December 22, 2008
"Time Off For Bad Behavior"
Forbes magazine has this notable new piece highlighting one of the few programs in the federal criminal justice system that lets offenders earn a reduction in their sentencing terms. This sub-heading from the article reveals why Forbes is covering this story: " White-collar offenders can get a year off their terms for doing rehab. Funny how many of them suddenly discover substance abuse problems." Here are snippets from the the piece:
[Sam] Waksal is just one of many white-collar inmates who have discovered the Bureau of Prison's Residential Drug Abuse Program. Treatment for federal inmates who abuse drugs (that word defined to include ethyl alcohol) has been around since 1919. But inmates weren't clamoring for rehab programs until Congress passed a law in 1994 offering up to 12 months off a sentence for nonviolent offenders who complete a counseling program. That year only 3,755 inmates were in the rehab program. In 2008 there were 18,000 prisoners in it, with a wait list topping 7,000.

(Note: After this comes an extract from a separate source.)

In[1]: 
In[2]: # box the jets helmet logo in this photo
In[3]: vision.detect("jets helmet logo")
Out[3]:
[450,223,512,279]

For offenders with lengthy sentences, 12 months may not matter much. But for white-collar criminals like class-action lawyer William Lerach, serving time in a kickback scheme, it can halve a sentence. Unfortunately for Lerach, in June a judge denied his request for the program, ruling that he didn't appear to have an alcohol problem requiring intensive treatment.
The drug abuse program is so attractive it has cultivated a cottage industry of consultants who advise convicts and their lawyers on how to get in. Among them is Larry J. Levine, who started American Prison Consultants after serving nine years for drug-related charges....
Some judges may tolerate overstretched abuse claims as a means to lessen unduly harsh sentences required under sentencing guidelines. Says John Martin, a former New York federal district judge: "A lot of judges feel, if a person is sentenced too long anyway, why not help him get any relief possible to get out earlier." Washington, D.C., criminal defense lawyer Barry Boss, who denies any widespread abuse of the program, says: "When a 50-year-old first offender receives a 10-year prison sentence for an economic crime, I find it hard to accept that people are offended that the person may receive a year off for participation in a rigorous substance abuse program."
To be sure, there is some good that comes of the treatment program, an intense 500 hours of cognitive behavioral treatment over a nine-month period, during which participants are housed in a dorm-like unit set apart from the general population. The Bureau of Prisons cites a 2000 study finding that male inmates who participate are 16% less likely to commit another crime and 15% less likely to relapse to drug use.
The 2009 Criminal Justice Transition Coalition, a group of organizations advocating criminal justice reform, is asking President-elect Barack Obama to expand the program to yet more inmates. Even Sam Waksal might drink to that.